「耳鼻咽喉科ってがんも扱うの?」と思われるかもしれませんが、わたしが長く勤務した広島大学病院では、耳鼻咽喉科・頭頸部外科が正式な標榜科目でした。
広島県内のいろんな病院から紹介を受けて、たくさんの患者さんの診療に携わらせていただきました。
耳鼻咽喉科が扱うがんは、食べる、声を出す、息をするなど、生活の質(QOL)に関わる場所が多く、早期発見、早期治療がとても大切です。
耳鼻咽喉科がかかわる癌として代表的なものは、
- 舌がん
- 咽頭がん
- 喉頭がん
- 口腔がん
- 甲状腺がん
- 耳下腺がん
- 顎下腺がん
- 副鼻腔がん(上顎がん、篩骨洞がん、蝶形洞がん、前頭洞がん)
- 鼻腔がん
- 聴器がん(外耳がん、中耳がん、内耳がん)
- 原発不明頚部転移がん
があります。
咽頭がん、喉頭がん、口腔がんはタバコとお酒がリスクとなりやすく、これらの量が多い方は要注意です。
世の中で検診は普及しつつあり、胃がん検診、大腸がん検診などよく耳にしますが、頭頸部がん検診という言葉はほとんど聞くことはありません。その他の臓器に比べて早期発見につなげる機会は、まだまだ低いと考えます。
クリニックでこれらの病気を治療することは困難です。しかし、早期で見つけて適切な病院に紹介することで、患者さんの健康を少しでも守ることができると思っています。

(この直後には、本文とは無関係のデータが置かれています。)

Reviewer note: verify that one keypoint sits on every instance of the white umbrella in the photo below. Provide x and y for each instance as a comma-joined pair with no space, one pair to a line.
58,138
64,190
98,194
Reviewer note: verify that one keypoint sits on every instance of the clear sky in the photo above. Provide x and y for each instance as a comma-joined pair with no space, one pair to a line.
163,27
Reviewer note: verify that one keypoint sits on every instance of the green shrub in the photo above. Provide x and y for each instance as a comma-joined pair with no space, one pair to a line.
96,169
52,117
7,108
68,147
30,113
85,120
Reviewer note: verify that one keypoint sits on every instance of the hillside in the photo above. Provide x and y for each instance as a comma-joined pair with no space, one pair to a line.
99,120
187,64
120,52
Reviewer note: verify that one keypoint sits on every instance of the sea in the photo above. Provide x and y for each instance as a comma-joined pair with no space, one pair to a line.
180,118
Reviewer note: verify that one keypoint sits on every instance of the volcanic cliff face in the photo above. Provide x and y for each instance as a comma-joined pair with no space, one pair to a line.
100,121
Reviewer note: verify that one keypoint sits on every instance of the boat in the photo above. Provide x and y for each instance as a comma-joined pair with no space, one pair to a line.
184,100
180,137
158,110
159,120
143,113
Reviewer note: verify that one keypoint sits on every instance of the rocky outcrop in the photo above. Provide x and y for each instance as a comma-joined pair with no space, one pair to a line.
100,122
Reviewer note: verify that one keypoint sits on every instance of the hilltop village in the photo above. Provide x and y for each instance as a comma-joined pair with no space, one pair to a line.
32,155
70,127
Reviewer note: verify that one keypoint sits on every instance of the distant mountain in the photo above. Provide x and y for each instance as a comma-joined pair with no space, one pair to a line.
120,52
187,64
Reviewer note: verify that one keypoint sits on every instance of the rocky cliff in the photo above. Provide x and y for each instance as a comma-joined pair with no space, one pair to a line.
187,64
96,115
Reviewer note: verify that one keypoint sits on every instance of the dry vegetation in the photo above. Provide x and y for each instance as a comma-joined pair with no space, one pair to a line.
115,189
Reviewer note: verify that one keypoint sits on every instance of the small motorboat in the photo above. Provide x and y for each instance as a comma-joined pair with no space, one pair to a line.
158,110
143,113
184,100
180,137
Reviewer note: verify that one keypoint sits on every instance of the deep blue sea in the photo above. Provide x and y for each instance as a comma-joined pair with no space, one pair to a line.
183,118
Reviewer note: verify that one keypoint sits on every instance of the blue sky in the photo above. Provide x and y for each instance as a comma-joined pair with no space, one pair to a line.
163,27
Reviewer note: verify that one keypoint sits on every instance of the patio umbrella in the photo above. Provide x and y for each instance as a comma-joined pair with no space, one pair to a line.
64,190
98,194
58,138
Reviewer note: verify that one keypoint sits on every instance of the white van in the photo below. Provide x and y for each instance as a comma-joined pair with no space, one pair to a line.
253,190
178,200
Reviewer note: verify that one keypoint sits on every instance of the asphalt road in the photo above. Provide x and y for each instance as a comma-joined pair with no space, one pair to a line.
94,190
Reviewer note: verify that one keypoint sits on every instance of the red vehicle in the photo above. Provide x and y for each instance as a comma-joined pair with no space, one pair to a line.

がんかもしれないと思って病院を受診するのは怖いと思います。しかし、早く見つけることができれば、治る確率もQOLを維持する確率も上がるのです。
勤務医の立場からも早期がんの方が治しやすいのです。
のどのいたみが長く続く、声がれがつづく、首にしこりがある、口の中になにかできものがあるなど、何か気になる症状があればお近くの耳鼻咽喉科で診察を受けていただければと思います。
当院では視診、触診、鼻咽腔ファイバー、喉頭ファイバー、頚部エコー、副鼻腔CTを用いて、頭頸部がんを見逃さないよう努力いたします。